ジェイミー(ミラ・クニス)は、NYで有能な人材をヘッドハンティングをしている。ある時、LAで活躍する敏腕アート・ディレクターのディラン(ジャスティン・ティンバーレイク)と出会い、彼を転職させようとNYに招待する。親しくなる内に、2人共恋愛そのものを楽しむことができないといった恋愛観が似ていることに気付く。彼らは、過去に恋愛がうまくいかず諦めることに慣れてしまっていたのだ。やがて、ディランがNYへ転職したことで2人の距離はより近いものに。お互いに恋愛感情が無いとわかっていたのだが、ジェイミーのあるひと言で一線を越えてしまい…。

『ステイ・フレンズ』作品情報 | cinemacafe.net

フォーラム那須塩原で観てきました。

昨年末はネットのあちこちで「2011年に観たおもしろかった映画トップ10」というエントリーやツイートを見かけたのですが、そこでよく選出されていたのが本作「ステイ・フレンズ」。

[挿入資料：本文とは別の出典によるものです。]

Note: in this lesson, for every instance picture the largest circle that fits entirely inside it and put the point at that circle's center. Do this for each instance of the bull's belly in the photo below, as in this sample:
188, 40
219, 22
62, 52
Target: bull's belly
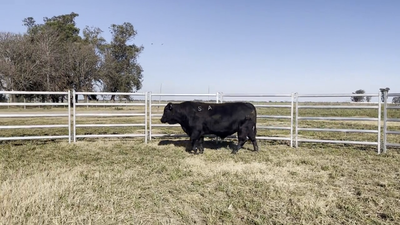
221, 134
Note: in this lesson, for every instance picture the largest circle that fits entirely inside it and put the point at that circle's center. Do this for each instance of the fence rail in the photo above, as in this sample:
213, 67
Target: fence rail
77, 115
354, 118
67, 114
293, 104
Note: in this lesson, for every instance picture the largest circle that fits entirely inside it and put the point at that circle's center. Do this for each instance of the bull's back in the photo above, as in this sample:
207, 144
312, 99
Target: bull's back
224, 119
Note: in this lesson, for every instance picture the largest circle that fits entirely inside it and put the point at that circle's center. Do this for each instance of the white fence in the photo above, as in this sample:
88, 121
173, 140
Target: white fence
307, 105
390, 121
65, 113
147, 109
96, 114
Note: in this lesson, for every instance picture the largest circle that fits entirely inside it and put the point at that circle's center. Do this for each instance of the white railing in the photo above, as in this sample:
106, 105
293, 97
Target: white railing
142, 103
163, 100
11, 114
387, 119
306, 105
295, 102
260, 101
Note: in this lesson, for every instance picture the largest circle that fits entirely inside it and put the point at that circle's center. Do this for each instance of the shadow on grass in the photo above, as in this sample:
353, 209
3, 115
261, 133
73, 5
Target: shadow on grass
207, 144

公開した当時(10月くらい?)は宇都宮近辺での上映予定はまったくなく結局観れずじまいの作品でしたが、いざ年末になると多くの人が今年指折りのいい作品だと褒めそやし始めたのでなんだか観られなかったことが急に悔しく感じられて疎外感に包まれたことをおぼえています。

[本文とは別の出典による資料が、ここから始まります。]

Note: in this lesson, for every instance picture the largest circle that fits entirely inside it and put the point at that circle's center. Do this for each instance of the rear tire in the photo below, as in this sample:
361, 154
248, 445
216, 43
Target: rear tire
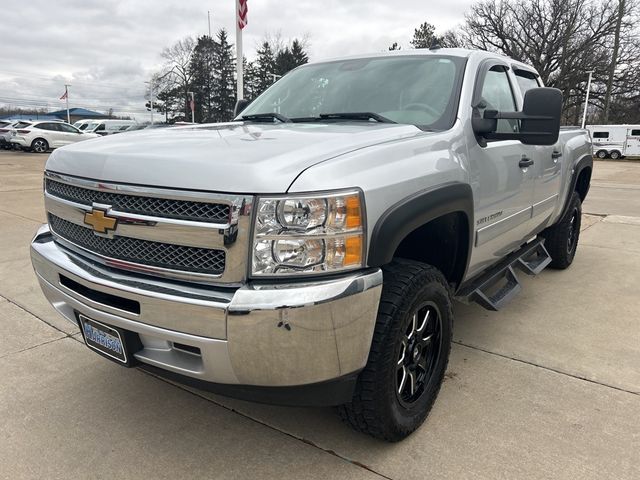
561, 240
40, 145
409, 353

そんなわけで一度も観ていないわりにやけに思い入れ深い作品なのですが、やっと近くで上映されたので観てきました。


トントントンとまるでスキップするようにテンポよく進むストーリーは観ていてまったく飽きる暇がなかったし、出てくる人たちの誰もがユニークで魅力的でたいへんおもしろかったです。個人的にはスポーツ担当のトミー(ウディ・ハレルソン)が要所要所でわたしの笑いのツボを刺激してくれてかなりおもしろかったです。
ほぼ全裸の男女を並べて写真を撮るシーンはわたしの中では本作品屈指の名シーンです。あまりにくだらないし、どうでもいいのにおかしくてケタケタ笑ってしまいました。トミー大好き。

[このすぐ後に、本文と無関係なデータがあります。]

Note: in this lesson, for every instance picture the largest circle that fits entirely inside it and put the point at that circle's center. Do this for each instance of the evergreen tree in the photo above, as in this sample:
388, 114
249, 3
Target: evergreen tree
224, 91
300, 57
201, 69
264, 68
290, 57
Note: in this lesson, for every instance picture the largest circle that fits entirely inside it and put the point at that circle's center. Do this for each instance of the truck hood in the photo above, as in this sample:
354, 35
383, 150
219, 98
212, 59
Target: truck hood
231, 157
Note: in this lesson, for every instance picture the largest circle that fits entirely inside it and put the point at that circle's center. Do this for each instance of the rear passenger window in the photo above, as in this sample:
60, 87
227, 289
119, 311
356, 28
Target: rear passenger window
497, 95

観ていて特におもしろいなと感じたのは、ジェイミーとディランが体だけの関係を結ぶためにiPadの聖書アプリを使って「セックスしても友だちでいる誓いを立てる」シーンです。聖書アプリはiPadの向きを回転させると聖書も回転してしまって...というところには思わず笑ってしまったのですが、そこではなく、お互いが一歩踏み出すための言い訳を必死に探している姿がすごくおもしろかったしその気持ちがすごく分かるなと思ったんですよね。


以前、どこかで読んだのですが「女性を口説くときには言い訳を与えてあげるといい」ということを聞いたことがあります。男性の誘いにのってしまうことへの言い訳を与えてあげることで、口説かれてもいいやという気持ちにさせるというテクニックだそうでして「なるほどモテる人は考えることが違うね」と感心したのですが、それと同時にでも言い訳が欲しいのって男も一緒だよねーとも思ったのです。


例えば、昵懇の仲にある異性がいたとして、仮にお互いに付き合っている相手がいなかったとしても「じゃ、セフレになろうぜ!」とはとてもとても言えません。もし本音ではそうしたいと思っていたとしても*1それは絶対に言えません。

それは体だけを求めることが不誠実であるからという気もしますし、言われた相手が不快な気分になることが容易に予想できるからなんです。


でももし何か納得できる理由、例えばこの作品のように女性もそれを求めているとかがあれば別でして、その理由から「相手もそれを求めているんだからいいよね」という言い訳を作ることが出来たら、言えなかった「セフレになろうよ」という失礼なこともスッと言えるんじゃないかなと思うわけです。


ただ、そういう言い訳に支えられて成り立つようないびつな関係はすぐにひずみが生じて長くは続かないよということもこの作品では描かれていて、セックスすることに意味をもたせずにただその行為自体を楽しむというのはなかなか出来ないもんだよねなんて思ったのでした。


そういえば、セックスだけの関係を続けようとした男女の姿を描いている点や、主演がナタリー・ポートマンという「ブラックスワン」つながりのキャストという点から、「抱きたいカンケイ」のことをふと思い出しちゃいました。どちらも「体だけの関係は長くは成立しない」ということを描いていたので今度あらためて見比べてみようと想います。